The faces that grace a booklet of artwork by New Westminster Secondary School students aren’t just an exercise in portraiture.
They’re an exercise in anti-racism and in re-examining Canada’s past and present through a Black lens.
The halls of the new high school recently featured a display of portraiture and tessellation work by art students in grades 9 through 12. The artwork has been turned into a booklet, including write-ups by students about their work.
The project started with Black History Month, which is recognized in February, when students researched prominent figures from Black history in Canada and were challenged by art teacher Ms. LeBlanc to represent their contributions in black-and-white tessellation patterns. The artwork was to be equal parts black and white to symbolize the need for equal representation – not just in contemporary society, but in the re-examination of history.
Students created works representing an array of prominent figures from both historical and contemporary Canada – from abolitionists Mary Ann Shadd and Josiah Henson, and Dr. Anderson Ruffin Abbott, the first Black Canadian-born family physician, to contemporary figures such as writer-artist Francesca Ekwuyasi and writer, radio host and TV personality Bee Quammie.
Ravinder Johal, district principal for equity and inclusion, visited the class to talk to the students.

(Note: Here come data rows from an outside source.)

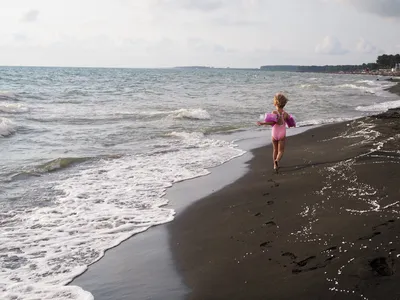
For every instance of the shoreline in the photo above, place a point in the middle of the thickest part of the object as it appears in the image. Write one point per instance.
(161, 264)
(301, 234)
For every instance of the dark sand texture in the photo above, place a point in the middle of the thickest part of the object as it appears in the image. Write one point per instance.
(326, 227)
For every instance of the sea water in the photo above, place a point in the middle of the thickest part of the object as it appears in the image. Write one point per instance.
(86, 155)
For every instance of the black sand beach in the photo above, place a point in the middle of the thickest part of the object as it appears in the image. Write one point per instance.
(298, 234)
(326, 227)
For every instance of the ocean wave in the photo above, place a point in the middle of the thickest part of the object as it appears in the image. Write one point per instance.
(95, 209)
(322, 121)
(7, 127)
(195, 114)
(12, 108)
(224, 129)
(359, 87)
(5, 95)
(379, 107)
(50, 166)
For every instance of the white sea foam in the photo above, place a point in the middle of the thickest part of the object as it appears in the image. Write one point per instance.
(6, 95)
(7, 127)
(360, 87)
(99, 207)
(322, 121)
(196, 114)
(183, 113)
(379, 107)
(12, 107)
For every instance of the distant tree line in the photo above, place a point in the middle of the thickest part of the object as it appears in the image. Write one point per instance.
(382, 62)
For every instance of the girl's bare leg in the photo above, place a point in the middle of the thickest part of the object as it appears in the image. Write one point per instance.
(274, 152)
(281, 149)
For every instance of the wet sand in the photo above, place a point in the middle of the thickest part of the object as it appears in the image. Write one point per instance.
(326, 227)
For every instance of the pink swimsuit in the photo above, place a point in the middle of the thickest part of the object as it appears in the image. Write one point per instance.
(279, 129)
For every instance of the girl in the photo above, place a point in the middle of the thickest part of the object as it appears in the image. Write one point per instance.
(278, 129)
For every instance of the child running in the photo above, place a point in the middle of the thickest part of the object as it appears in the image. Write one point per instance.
(278, 128)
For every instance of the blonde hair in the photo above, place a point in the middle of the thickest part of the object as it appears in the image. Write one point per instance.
(280, 100)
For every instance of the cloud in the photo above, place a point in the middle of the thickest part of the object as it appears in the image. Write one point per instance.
(203, 5)
(330, 45)
(210, 5)
(366, 47)
(20, 37)
(384, 8)
(30, 16)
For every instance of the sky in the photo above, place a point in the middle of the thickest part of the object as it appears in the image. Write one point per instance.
(219, 33)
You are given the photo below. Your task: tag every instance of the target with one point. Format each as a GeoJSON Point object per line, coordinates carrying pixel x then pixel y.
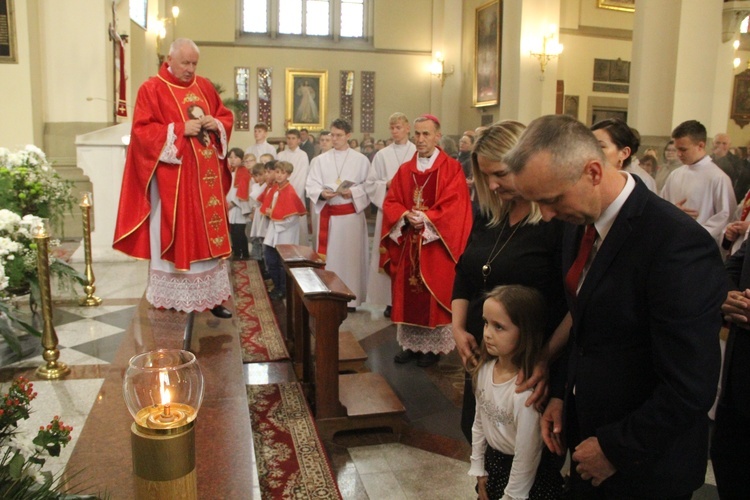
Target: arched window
{"type": "Point", "coordinates": [330, 20]}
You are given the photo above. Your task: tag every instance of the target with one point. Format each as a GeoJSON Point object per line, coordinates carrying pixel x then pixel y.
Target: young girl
{"type": "Point", "coordinates": [506, 454]}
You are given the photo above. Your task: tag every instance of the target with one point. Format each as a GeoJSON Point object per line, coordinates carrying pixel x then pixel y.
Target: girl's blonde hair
{"type": "Point", "coordinates": [493, 143]}
{"type": "Point", "coordinates": [527, 309]}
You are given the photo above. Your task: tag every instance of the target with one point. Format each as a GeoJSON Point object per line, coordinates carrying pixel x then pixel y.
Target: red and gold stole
{"type": "Point", "coordinates": [193, 104]}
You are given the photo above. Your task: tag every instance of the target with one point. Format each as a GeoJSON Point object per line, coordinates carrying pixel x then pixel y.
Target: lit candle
{"type": "Point", "coordinates": [87, 199]}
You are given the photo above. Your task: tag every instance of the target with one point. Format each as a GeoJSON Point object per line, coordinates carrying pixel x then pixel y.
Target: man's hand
{"type": "Point", "coordinates": [551, 423]}
{"type": "Point", "coordinates": [482, 488]}
{"type": "Point", "coordinates": [538, 381]}
{"type": "Point", "coordinates": [592, 464]}
{"type": "Point", "coordinates": [209, 123]}
{"type": "Point", "coordinates": [328, 194]}
{"type": "Point", "coordinates": [466, 345]}
{"type": "Point", "coordinates": [692, 213]}
{"type": "Point", "coordinates": [736, 230]}
{"type": "Point", "coordinates": [736, 308]}
{"type": "Point", "coordinates": [192, 128]}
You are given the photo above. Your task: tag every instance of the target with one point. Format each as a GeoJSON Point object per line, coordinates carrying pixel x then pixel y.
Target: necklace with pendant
{"type": "Point", "coordinates": [343, 163]}
{"type": "Point", "coordinates": [403, 157]}
{"type": "Point", "coordinates": [487, 267]}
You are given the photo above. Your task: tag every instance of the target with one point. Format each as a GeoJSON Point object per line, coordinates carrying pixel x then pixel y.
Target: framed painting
{"type": "Point", "coordinates": [7, 32]}
{"type": "Point", "coordinates": [488, 33]}
{"type": "Point", "coordinates": [306, 96]}
{"type": "Point", "coordinates": [621, 5]}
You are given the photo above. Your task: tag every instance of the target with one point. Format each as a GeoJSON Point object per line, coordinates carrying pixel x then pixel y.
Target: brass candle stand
{"type": "Point", "coordinates": [52, 369]}
{"type": "Point", "coordinates": [90, 299]}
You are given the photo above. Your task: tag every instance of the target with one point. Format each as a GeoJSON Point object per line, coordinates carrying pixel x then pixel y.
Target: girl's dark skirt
{"type": "Point", "coordinates": [548, 484]}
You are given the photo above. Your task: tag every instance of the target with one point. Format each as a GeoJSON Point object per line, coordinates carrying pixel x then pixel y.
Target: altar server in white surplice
{"type": "Point", "coordinates": [383, 168]}
{"type": "Point", "coordinates": [336, 186]}
{"type": "Point", "coordinates": [699, 187]}
{"type": "Point", "coordinates": [294, 155]}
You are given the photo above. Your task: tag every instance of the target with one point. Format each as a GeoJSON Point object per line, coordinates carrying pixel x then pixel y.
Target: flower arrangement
{"type": "Point", "coordinates": [22, 459]}
{"type": "Point", "coordinates": [18, 270]}
{"type": "Point", "coordinates": [29, 185]}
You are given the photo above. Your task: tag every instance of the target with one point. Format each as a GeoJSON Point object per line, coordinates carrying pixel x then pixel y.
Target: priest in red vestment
{"type": "Point", "coordinates": [172, 205]}
{"type": "Point", "coordinates": [426, 223]}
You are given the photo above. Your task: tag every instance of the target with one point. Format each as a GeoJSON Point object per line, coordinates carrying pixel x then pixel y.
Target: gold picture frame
{"type": "Point", "coordinates": [7, 32]}
{"type": "Point", "coordinates": [306, 99]}
{"type": "Point", "coordinates": [488, 33]}
{"type": "Point", "coordinates": [621, 5]}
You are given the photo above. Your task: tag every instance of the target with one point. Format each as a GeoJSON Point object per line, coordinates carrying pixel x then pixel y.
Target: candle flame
{"type": "Point", "coordinates": [163, 382]}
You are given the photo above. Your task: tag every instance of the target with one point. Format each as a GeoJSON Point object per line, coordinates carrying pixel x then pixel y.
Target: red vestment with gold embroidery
{"type": "Point", "coordinates": [192, 189]}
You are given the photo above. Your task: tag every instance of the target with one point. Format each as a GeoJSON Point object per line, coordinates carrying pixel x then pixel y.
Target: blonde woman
{"type": "Point", "coordinates": [509, 244]}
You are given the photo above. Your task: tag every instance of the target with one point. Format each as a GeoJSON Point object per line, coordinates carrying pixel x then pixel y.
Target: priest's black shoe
{"type": "Point", "coordinates": [405, 356]}
{"type": "Point", "coordinates": [221, 312]}
{"type": "Point", "coordinates": [427, 359]}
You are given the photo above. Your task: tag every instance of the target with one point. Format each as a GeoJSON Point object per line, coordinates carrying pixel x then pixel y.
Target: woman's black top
{"type": "Point", "coordinates": [532, 257]}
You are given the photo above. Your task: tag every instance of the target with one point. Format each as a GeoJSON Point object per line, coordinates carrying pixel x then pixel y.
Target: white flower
{"type": "Point", "coordinates": [23, 442]}
{"type": "Point", "coordinates": [33, 149]}
{"type": "Point", "coordinates": [8, 220]}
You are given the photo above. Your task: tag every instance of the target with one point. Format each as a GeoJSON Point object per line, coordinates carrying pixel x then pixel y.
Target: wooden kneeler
{"type": "Point", "coordinates": [340, 402]}
{"type": "Point", "coordinates": [351, 355]}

“The students generally enjoyed learning about historical and contemporary events and figures that they previously did not know about, but at the same time, a common theme expressed by students was the challenge of finding information through extensive research – which really does speak to the collective work ahead of us in terms of incorporating diverse Black perspectives in the K to 12 curriculum,” Johal told trustees at the April 27 school board meeting.